The main economic beliefs are ultimately based on simplified models of human behaviour and which particular set of emotions and type of rationality is considered to drive that behaviour. If the individual profit maximising emotion is selected we end up with cycles of bubbles and depressions. Alternatively, if the motive of the altruistic group benefit maximiser is accepted, then society heads towards stagnation and often xenophobia.

The way ahead is to move economics, in the macro sense, from this basis and put it on a physical one. The world is such a wonderful place because we have had over 3 billion years of the most primitive life forms taking energy from the sun and changing the atmosphere into a stable, oxygen rich one with very effective feedback mechanisms that keep the system stable.

Our economic system must do likewise, otherwise the so called most advanced life form on the planet will wreck, in a few hundred years, all the good work done by the least advanced over the last 3 billion years.

To do this, the economic system must be based on and measured by the use of energy and the production of entropy as an empirical quantification of which system should be adopted. This is the only way to move economic systems, and thus how humans live in and utilise the world's resources, out of archaic beliefs based on concepts and then onto a rational level.

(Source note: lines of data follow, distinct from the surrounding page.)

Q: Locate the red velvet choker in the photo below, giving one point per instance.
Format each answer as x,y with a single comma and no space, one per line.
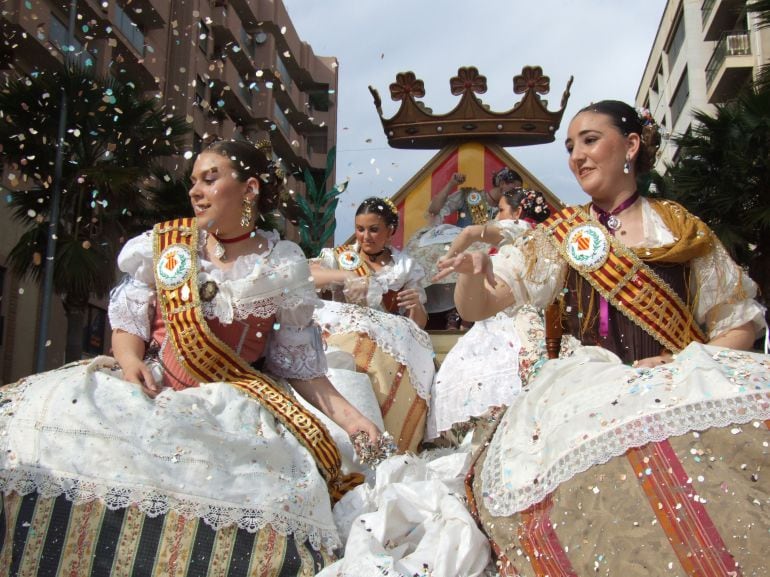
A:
219,248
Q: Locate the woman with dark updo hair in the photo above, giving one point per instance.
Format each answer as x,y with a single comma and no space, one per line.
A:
377,317
191,445
638,418
470,381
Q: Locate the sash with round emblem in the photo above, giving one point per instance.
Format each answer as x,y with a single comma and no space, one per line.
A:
174,266
477,206
349,260
617,274
587,247
207,358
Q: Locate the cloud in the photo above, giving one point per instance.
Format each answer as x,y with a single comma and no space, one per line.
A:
604,44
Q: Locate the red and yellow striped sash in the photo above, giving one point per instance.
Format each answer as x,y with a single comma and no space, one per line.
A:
208,359
631,286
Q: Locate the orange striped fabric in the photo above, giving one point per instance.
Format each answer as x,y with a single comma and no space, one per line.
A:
688,526
208,359
541,543
631,286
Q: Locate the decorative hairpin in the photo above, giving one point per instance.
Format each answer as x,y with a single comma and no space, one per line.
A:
263,145
390,205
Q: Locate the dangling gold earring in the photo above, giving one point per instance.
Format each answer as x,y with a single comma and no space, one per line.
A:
246,213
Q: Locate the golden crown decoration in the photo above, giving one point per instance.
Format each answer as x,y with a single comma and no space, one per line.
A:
528,122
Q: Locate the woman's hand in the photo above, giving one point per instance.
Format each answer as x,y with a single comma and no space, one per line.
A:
129,350
356,290
652,362
409,299
365,425
136,371
472,263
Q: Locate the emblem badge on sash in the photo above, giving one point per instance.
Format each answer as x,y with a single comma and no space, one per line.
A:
174,266
474,198
349,260
587,247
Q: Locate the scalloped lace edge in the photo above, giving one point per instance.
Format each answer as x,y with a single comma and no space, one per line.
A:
614,443
154,503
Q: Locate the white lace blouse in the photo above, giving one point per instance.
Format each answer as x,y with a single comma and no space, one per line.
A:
276,282
725,293
403,273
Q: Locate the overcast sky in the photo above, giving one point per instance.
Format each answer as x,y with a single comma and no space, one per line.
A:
604,44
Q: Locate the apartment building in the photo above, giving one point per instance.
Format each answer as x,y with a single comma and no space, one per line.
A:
704,52
228,66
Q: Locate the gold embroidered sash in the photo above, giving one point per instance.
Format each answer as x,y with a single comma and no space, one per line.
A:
349,259
208,359
476,202
623,279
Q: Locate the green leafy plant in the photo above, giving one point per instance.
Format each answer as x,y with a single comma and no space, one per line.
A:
115,139
315,217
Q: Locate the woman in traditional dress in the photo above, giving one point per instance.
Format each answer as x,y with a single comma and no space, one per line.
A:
481,371
377,315
242,474
473,208
640,453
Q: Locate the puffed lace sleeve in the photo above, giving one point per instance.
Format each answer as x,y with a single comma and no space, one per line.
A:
532,268
132,301
510,230
326,259
294,349
725,297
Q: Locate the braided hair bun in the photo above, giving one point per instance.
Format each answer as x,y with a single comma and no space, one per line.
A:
628,120
383,207
255,160
532,202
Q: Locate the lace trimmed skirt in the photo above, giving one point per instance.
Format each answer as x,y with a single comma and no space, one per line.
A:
97,479
602,468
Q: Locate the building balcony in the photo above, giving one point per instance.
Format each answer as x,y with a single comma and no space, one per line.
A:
730,66
718,16
127,66
240,102
225,27
150,14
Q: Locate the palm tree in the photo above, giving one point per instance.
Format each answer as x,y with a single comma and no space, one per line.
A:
114,141
723,175
315,214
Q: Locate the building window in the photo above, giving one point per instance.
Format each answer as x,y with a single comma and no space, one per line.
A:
57,35
681,95
283,72
203,37
677,41
319,100
248,43
281,120
130,29
200,90
93,334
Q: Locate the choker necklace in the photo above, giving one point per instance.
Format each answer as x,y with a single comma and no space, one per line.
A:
374,257
610,218
219,247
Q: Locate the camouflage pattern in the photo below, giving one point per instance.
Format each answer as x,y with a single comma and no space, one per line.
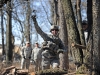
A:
26,56
57,41
36,57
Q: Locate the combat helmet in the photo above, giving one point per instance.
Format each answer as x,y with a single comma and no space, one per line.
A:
54,27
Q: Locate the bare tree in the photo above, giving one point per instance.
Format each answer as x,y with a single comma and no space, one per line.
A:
9,51
96,36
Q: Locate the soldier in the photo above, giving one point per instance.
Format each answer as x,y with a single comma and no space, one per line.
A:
26,56
50,56
85,29
36,57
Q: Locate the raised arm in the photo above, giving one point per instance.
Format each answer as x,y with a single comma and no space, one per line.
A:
38,29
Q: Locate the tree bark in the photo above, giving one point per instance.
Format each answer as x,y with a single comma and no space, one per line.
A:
96,36
9,50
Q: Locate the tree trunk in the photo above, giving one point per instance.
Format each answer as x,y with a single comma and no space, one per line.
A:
9,51
27,24
96,36
2,32
63,33
73,35
89,16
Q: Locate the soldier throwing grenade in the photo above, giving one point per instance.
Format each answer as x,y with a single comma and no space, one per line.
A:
52,46
26,56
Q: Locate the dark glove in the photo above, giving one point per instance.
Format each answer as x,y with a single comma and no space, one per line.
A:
60,51
24,57
29,57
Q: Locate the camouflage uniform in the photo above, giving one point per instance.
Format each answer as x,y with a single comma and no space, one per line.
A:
26,56
36,57
54,39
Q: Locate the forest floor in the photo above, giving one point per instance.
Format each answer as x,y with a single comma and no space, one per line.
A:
71,70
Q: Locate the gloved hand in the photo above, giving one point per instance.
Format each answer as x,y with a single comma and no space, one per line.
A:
24,57
60,51
29,57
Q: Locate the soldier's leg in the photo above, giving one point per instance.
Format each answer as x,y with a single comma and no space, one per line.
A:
27,63
61,60
55,63
22,63
36,65
45,64
39,64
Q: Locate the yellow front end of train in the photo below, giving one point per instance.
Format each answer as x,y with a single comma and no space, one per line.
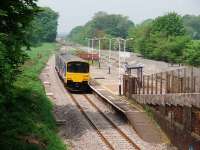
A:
73,71
77,75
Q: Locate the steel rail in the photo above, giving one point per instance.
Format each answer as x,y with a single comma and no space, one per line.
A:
113,124
91,122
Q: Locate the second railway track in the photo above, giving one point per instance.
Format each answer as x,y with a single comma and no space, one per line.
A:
110,133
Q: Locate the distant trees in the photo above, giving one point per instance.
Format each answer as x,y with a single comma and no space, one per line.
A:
168,38
192,26
101,25
162,39
43,28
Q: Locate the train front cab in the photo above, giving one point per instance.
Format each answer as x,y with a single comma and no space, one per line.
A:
77,75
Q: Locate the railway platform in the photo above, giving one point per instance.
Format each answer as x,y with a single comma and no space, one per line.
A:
141,122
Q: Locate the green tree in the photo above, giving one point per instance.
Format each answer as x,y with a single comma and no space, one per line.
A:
43,28
192,25
192,54
162,39
101,25
170,24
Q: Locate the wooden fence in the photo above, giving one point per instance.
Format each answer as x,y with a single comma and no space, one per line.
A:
186,80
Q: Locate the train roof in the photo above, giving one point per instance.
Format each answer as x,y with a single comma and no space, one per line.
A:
68,57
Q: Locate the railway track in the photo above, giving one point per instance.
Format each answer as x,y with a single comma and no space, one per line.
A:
113,137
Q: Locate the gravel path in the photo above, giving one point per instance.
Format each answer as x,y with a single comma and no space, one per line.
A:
75,129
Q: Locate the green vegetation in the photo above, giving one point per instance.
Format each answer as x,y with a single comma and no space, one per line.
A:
192,25
14,19
101,25
27,123
26,120
168,38
165,38
43,28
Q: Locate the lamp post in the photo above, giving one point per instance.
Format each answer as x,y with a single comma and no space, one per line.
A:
125,42
119,40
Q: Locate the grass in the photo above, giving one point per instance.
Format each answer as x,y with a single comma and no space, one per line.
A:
28,123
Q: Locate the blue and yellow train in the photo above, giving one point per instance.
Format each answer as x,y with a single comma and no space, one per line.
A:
73,70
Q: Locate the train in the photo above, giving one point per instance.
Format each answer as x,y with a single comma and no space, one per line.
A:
74,71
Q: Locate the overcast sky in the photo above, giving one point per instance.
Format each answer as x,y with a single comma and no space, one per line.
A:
78,12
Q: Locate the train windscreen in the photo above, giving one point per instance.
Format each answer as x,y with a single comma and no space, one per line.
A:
78,67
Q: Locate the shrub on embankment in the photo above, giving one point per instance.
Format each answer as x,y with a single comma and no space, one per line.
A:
27,123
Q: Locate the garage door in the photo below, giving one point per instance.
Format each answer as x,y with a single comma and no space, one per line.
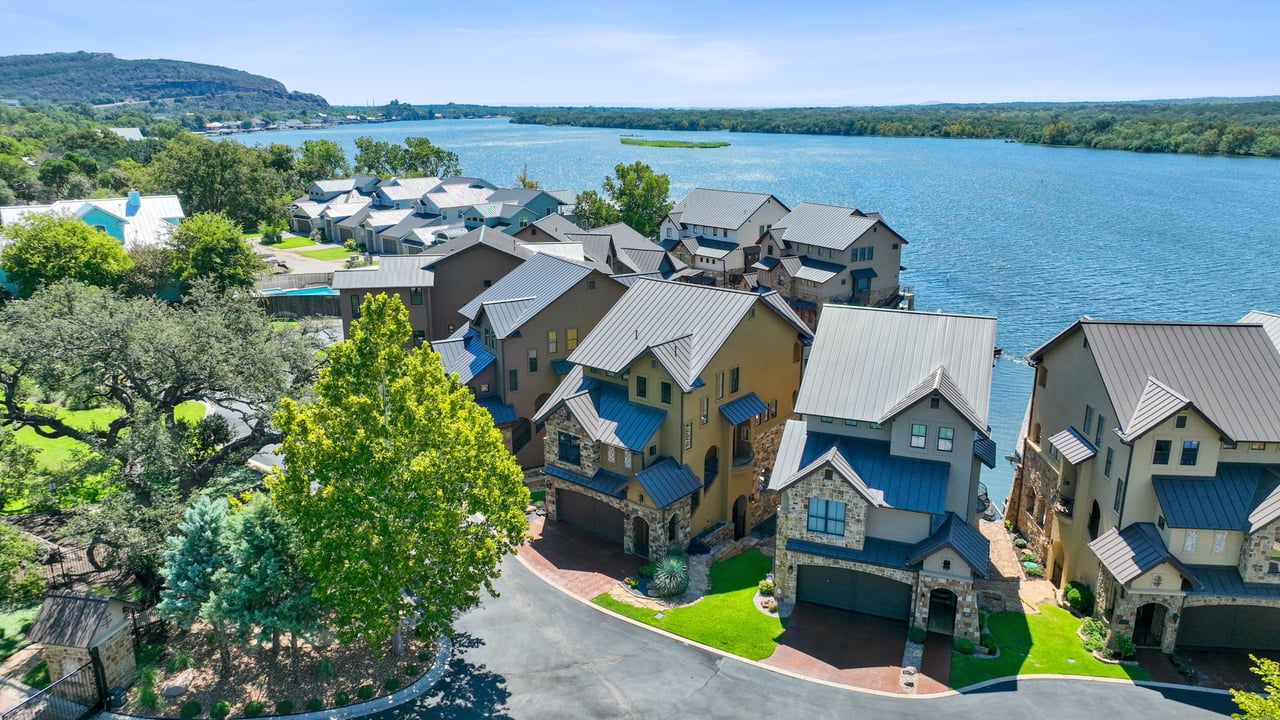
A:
1230,625
851,589
589,514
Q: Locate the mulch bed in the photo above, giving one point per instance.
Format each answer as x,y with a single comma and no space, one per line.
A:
256,675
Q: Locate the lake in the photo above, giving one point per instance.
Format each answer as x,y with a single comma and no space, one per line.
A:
1034,236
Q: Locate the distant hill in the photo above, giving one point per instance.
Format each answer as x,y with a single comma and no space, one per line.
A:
101,78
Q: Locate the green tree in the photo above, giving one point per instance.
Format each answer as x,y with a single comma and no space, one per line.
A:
590,210
641,196
21,575
402,493
211,246
1265,705
50,247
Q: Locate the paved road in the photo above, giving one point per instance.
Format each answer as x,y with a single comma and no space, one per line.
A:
535,652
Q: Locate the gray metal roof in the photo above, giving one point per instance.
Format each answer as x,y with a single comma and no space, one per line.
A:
823,226
1270,322
1229,372
410,270
535,283
1075,447
1130,552
865,361
720,208
666,482
1228,501
960,537
654,313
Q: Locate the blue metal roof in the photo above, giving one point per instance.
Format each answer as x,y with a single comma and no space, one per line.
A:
984,450
603,482
876,551
1221,502
908,483
666,482
959,536
501,411
1225,579
743,409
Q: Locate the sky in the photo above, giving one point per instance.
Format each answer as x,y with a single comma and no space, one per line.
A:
689,54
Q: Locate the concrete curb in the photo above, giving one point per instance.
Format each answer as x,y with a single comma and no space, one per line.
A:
974,687
360,709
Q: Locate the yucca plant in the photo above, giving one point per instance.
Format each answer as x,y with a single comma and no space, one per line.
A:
671,577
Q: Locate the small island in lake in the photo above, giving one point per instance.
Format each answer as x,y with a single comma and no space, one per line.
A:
635,140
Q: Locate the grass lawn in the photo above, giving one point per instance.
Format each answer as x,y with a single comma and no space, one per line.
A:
1033,645
726,618
291,242
13,624
338,253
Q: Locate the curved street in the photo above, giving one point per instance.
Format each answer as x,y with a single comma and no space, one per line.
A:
536,652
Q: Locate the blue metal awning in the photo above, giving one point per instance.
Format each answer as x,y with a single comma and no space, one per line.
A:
743,409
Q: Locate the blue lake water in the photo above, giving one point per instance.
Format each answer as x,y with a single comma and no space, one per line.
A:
1034,236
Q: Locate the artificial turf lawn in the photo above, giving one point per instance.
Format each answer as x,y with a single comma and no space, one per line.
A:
328,254
1036,645
727,618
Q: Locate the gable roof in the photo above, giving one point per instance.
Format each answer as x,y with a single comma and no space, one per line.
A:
534,285
720,208
654,313
1229,372
865,363
823,226
1132,552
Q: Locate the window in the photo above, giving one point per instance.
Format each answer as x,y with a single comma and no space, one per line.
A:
1191,452
946,438
570,449
918,433
1162,449
826,516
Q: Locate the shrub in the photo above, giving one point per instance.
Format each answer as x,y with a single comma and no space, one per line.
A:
1079,597
1125,647
671,578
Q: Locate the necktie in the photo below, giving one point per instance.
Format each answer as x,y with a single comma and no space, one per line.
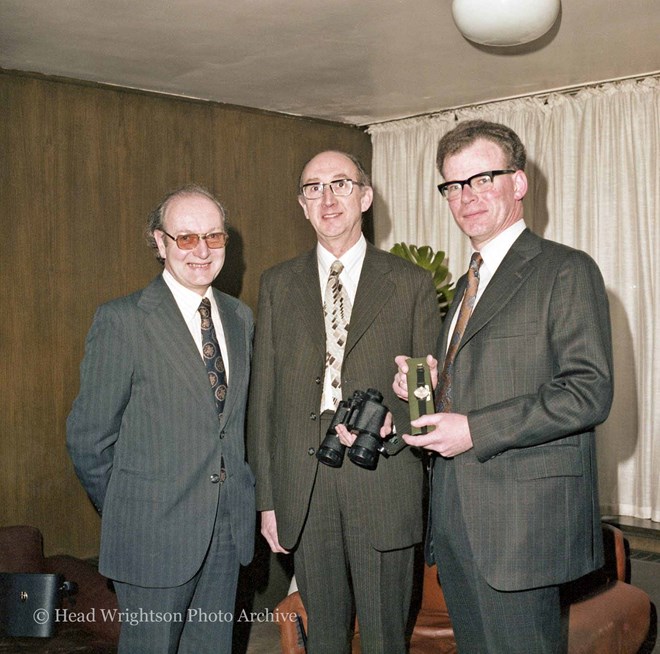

This is well within existing capabilities although only dimly perceived at present and well outside the limits of this essay. But once this journey is started, the cloud of gloom will dissipate as the challenge becomes based on how best to realise the future. The depressive and divisive arguments over past beliefs and who was responsible will fade into irrelevance just like the few flat earth believers left and the noisy but ineffectual antievolution brigades.